Monday, September 23, 2019
Musings
Years after my mother died I still liked to put my nose up against the few things of hers I had kept in my closet, a woolen kilt I had given her for Christmas one year and a navy blue suit she wore to work. Both of them carried her signature scent and if I had been smarter I might have put them in plastic bags to keep it longer. But I did not think of that back then. I was too heavily immersed in surviving something that felt surreal. Now all I have is the large kilt pin from that skirt and her squash blossom necklace and earrings, which I honestly never saw her wear, but I know she treasured them and so I try to wear them to important events like my sister's birthday and my brother's funeral.
I also have her Italian cameos that she always intended to have reset. I also had that intention, but I know I never will. Somehow they have become sacred just as they are.
I don't really have anything of my father's. He was writing a book. I had read the first chapter, but that disappeared. My niece and his wife swooped in and it was all gone before I knew what had happened, but that is okay. I mostly think of my father when I am writing, or reading. Learning was something we both shared a love for. My father will always be a voice in my head. Nobody can take that away.
It's strange to think that I never worried about my parents dying. They were young when I was born, 21 and 22, but they were fragile souls. Barely made for the world they lived in and entirely unsuitable for the world today, it's probably good they went when they did.
The only other member of our immediate family who has died is my brother. It's funny, he always said he was going to come back and haunt me and in a way he has.
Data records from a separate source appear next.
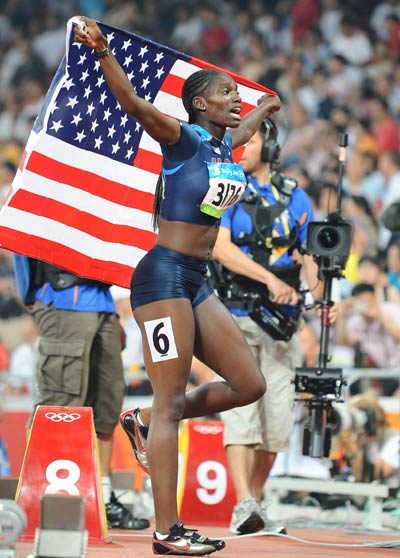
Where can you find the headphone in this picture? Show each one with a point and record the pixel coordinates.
(270, 150)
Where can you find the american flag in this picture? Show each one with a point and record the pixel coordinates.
(82, 196)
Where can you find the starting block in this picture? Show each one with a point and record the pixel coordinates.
(205, 487)
(61, 457)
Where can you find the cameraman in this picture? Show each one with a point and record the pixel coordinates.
(258, 247)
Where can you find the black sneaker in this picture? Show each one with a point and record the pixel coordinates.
(186, 542)
(119, 517)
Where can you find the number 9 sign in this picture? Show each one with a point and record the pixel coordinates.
(205, 485)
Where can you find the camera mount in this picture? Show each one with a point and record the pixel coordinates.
(329, 242)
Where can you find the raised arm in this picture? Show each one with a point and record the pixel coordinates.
(163, 129)
(250, 123)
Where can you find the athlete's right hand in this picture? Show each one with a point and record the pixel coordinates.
(281, 292)
(89, 33)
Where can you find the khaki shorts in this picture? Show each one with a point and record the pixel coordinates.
(80, 363)
(268, 422)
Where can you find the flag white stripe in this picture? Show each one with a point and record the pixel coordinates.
(132, 177)
(77, 240)
(85, 201)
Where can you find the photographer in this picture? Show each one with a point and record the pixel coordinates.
(258, 247)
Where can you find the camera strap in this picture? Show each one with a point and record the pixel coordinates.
(263, 215)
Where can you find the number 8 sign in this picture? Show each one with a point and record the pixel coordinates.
(205, 488)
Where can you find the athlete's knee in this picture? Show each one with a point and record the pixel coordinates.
(172, 409)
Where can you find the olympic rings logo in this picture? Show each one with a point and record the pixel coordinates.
(62, 417)
(212, 429)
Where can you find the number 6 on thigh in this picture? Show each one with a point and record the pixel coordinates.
(161, 340)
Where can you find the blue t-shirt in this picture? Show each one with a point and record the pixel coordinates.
(81, 298)
(298, 213)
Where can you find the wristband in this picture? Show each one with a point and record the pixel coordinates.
(102, 53)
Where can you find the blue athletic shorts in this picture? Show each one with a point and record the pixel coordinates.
(163, 273)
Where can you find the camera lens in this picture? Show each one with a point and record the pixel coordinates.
(328, 237)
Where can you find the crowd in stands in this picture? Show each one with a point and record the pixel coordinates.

I can't really mourn his passing, because I always feel as if he is "still here dammit!" That was the way he always answered his phone because we had been waiting for him to die since the day he was born. He lived well into his sixties and his stories will probably live forever. Tom was a character, a womanizer, an adventurer and everybody loved him. (Or hated him!) It was always expected that he and all but one of his five ex-wives and their children would come and sit together at all the family weddings and funerals. That is just who he was.
I sometimes wonder what people will remember about me. I hope it is the inscriptions in the books I helped edit. Those are some of the nicest things anyone has ever said about me and I am really proud of those.